I applied for it while I was still in school. Many other teaching assistants are doing the same thing in Europe.

How many hours do you work per week? And what are your hours -- as in, what time of day or night?

I am officially supposed to teach 12 hours a week, but I spend lots of time preparing lessons after school too.

What's the first thing you do when you get to work in the morning?

Xerox my lesson plans for the students, or grab a cup of coffee

What time do you have lunch? What do you usually eat?

I love eating the famous Wiener Schnitzel sandwiches from one of the many Imbiss (quick eats) stands

What time do things get tense around the office? What makes it that way?

Sometimes it gets stressful if the students start asking me questions I can't answer. But otherwise it's a stress-free job.

If you're having a good day at work, what is it that makes it good?

Having fun with the students, and knowing that they're enjoying the English I'm teaching them. I especially like discussions about the differences between American and Austrian culture.

Ara Donabedian was born in North Carolina and at age 5 moved with his family to a United States military base in Germany. They lived for nine years in Munich, then for six years in Augsberg. Donabedian then returned to the States for college. Part of the pleasure of being in Austria as a teacher, he says, has been the chance to see Slovakia's rapid development as an emerging economy. And we met Donabedian when he let us know about his day on the job. You can do that, too. Just click here for our handy submission form..

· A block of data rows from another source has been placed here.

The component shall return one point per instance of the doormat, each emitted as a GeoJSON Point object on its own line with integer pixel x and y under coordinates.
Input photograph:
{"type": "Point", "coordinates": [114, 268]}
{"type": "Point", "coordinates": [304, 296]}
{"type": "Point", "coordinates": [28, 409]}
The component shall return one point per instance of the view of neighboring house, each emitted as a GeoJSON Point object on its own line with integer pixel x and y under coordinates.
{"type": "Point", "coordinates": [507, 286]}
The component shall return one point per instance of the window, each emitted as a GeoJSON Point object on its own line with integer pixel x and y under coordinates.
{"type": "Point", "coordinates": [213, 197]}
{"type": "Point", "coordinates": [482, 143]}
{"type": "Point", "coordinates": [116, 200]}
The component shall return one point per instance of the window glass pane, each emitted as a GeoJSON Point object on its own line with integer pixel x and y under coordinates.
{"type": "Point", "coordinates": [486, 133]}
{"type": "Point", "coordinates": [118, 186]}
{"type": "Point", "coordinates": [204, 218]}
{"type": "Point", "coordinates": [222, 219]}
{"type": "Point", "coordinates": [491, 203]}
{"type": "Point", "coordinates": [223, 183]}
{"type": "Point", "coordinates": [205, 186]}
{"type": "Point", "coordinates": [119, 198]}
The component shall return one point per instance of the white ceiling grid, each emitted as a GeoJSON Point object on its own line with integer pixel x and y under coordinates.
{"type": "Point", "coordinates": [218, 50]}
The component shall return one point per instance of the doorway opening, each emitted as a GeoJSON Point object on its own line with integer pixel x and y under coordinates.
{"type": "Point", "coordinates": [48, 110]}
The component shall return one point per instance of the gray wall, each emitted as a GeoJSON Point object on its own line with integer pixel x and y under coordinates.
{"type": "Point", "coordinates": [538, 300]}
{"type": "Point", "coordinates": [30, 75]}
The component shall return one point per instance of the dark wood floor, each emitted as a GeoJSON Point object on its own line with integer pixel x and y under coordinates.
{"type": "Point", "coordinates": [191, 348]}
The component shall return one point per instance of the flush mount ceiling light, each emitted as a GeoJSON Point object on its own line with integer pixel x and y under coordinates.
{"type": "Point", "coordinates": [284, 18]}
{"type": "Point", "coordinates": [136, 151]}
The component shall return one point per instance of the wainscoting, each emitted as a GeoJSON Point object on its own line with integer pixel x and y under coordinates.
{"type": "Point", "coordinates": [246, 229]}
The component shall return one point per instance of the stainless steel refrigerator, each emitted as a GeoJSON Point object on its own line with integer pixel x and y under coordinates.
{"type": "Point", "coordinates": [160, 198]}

How much work, if any, do you take home?

Quite a bit of my work is done at home preparing lessons about American culture.

What does your work contribute to society?

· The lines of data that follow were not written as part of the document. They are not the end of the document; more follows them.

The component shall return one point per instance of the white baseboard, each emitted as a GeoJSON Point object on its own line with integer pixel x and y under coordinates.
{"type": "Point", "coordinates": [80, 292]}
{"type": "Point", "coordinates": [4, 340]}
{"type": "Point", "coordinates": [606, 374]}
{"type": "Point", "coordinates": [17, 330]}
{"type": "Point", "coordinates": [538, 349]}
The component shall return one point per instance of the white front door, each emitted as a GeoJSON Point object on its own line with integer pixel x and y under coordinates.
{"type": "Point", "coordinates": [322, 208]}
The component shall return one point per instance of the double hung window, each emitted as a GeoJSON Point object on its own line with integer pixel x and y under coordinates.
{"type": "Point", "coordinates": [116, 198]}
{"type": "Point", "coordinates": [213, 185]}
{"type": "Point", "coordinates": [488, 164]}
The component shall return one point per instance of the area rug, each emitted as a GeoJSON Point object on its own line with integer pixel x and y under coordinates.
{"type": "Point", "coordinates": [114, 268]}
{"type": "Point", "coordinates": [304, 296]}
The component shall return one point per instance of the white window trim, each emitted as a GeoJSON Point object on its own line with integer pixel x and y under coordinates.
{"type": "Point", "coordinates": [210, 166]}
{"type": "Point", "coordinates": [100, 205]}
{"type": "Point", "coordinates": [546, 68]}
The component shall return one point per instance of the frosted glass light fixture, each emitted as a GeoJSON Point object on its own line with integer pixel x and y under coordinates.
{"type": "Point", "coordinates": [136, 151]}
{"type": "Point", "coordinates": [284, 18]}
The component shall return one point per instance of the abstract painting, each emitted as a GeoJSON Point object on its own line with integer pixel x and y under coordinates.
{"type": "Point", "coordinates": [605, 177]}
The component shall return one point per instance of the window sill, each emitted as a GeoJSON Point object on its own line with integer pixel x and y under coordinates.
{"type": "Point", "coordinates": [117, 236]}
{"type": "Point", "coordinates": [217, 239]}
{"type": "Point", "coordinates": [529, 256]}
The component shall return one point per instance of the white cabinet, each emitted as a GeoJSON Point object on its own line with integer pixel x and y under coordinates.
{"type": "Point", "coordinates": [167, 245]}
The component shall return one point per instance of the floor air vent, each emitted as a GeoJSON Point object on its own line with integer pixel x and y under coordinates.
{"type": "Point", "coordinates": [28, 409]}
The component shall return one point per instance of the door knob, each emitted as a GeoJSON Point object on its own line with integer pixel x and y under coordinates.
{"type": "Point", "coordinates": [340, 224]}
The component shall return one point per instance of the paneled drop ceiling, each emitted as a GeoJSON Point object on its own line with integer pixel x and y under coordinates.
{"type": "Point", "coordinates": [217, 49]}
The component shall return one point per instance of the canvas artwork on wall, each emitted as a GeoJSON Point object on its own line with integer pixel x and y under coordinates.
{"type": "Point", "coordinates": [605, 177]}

Teaching these students will prepare them for whatever they do. English is a very important skill for them to have, especially if they eventually work at a multi-national corporation.

If you could have two more careers, what would they be?

I'd love to work for a United States government intelligence organization dealing with current affairs in Europe -- or maybe being a professional golfer on tour in the U.S. would be nice too.

What's an unforgivable trait in a colleague?

Sometimes teachers I'm assisting have me teach about stuff about which I haven't a clue. But most of my colleagues are great.

What do you do to relieve stress?

I enjoy exploring the many tiny alleys of Vienna, or traveling throughout Western and Central Europe.

What have you been reading lately?

"1984" by George Orwell, and "A History of Slovakia: The Struggle for Survival" (1996, St. Martin's Press) by Stanislav J. Kirschbaum.

When you have one of those days on which you think you can't face the job again, what is it that gets you out the door in the morning and off to work?

Perhaps the most enjoyable thing about teaching here in Austria is the opportunity I have to act as an American ambassador. Most of the students here had never met an American. By showing them the United States in a good light, I can help many students learn and appreciate our culture.

Also nothing beats seeing a smile on a students face after he or she learns a new English word!